The Post-Finasteride Syndrome Foundation has done great work for over a decade raising the profile of the sexual dysfunction that finasteride (Propecia) can cause – Post-Finasteride Syndrome – and more recently the suicidal effects this drug can have.
The clear similarities between the difficulties triggered by Finasteride/Propecia, Isotretinoin/Accutane and SSRIs often tantalising glimpses of routes toward finding a cure. As several posts on RxISK have outlined our hunch is that if we find an answer to one of these syndromes we are likely to have an answer to all three – see The Holy Grail.
The PFS Foundation has an annual meeting and circulates the Annual Address in an issue of their newsletter. A recent newsletter following this year’s annual meeting opened with the following material from the Annual Address which is in full in the link.
Common sense would dictate that medical professionals are more likely than laymen to steer clear of risky pharmacological substances. They have, after all, read the product labels, and at least a smattering of the medical literature. They may also have witnessed adverse reactions in their own patients, and perhaps even a fatality or two. And surely they’re aware of the difference between cosmetic-drug therapy and that which is medically necessary.
Common sense, however, has no place in the finasteride saga. Because among the 3,200+ patients in our database are 22 medical professionals: 14 doctors and 8 dentists from 12 US states and 8 foreign nations who developed PFS after taking finasteride 1 mg for hair loss.

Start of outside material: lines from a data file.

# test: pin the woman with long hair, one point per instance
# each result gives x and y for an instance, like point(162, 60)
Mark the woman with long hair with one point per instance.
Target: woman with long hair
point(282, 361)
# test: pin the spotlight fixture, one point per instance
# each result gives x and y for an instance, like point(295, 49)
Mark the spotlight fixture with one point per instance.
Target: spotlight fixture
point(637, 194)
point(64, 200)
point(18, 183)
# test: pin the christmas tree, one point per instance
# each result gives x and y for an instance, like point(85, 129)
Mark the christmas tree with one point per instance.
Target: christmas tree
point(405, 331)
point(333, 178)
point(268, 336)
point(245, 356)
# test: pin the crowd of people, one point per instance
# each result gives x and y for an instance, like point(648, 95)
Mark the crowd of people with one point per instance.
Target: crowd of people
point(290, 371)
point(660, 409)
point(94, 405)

The first of them reached out to us in 2015. “I was on Propecia, and now I suffer from PFS. Sometimes I have a slight libido, other times complete sexual dysfunction. Can this be real?” wrote the GP from Germany. “I’m a doctor myself, but I can’t help myself.”
Two years later, in 2017, a South African physician specializing in infectious diseases wrote: “I took Propecia daily for two months but quit due to significant insomnia, which I’d never previously experienced. I’ve also been plagued by hot flushes, breast tenderness, decreased libido, and, most worrisome, anxiety and dysphoria.”
Three months after that, a nephrologist from Maryland wrote: “Within weeks of starting Propecia, I noticed sexual side effects. But because I’d prescribed hundreds of different drugs to thousands of patients in my career—and never heard of one causing persistent side effects after quitting—I continued taking it. Unfortunately, the sexual side effects didn’t improve. Then, out of the blue one day, I developed severe insomnia, loss of muscle mass, and depression.”
In 2020, a DDS from California wrote: “I’ve taken 130 finasteride pills over the past 4 months. I’ve been experiencing insomnia, anxiety, panic attacks, overwhelming depression, shrunken penis, incredible heat production, and chattering teeth. I started SSRIs a few weeks ago after a night of restless sleep, due to feeling suicidal.”
Yet perhaps the most disturbing dispatch arrived this past April, 9 years after we first learned of doctors being stricken by PFS.
“I used finasteride when I was a medical student. It was prescribed by my professor at Khulna Medical College,” wrote a dermatologist from Bangladesh. “He told me to take it for several months during PRP therapy, and assured me it wouldn’t cause any permanent adverse reactions.
Charms and Harms
Strong language. For a few reasons, it’s Surprising Language.
Perhaps I am wrong but the phrase – common sense has no place in the Finasteride saga – sounds like the author believes this loss of common sense is unique to Finasteride or a particular hazard of Finasteride.
Another surprise is that the Foundation only apparently has 22 reports from healthcare personnel. In just my personal circle, I know of at least 6 healthcare staff who have had Propecia or Accutane, among them some people that I have liked and respected the most of all those I know.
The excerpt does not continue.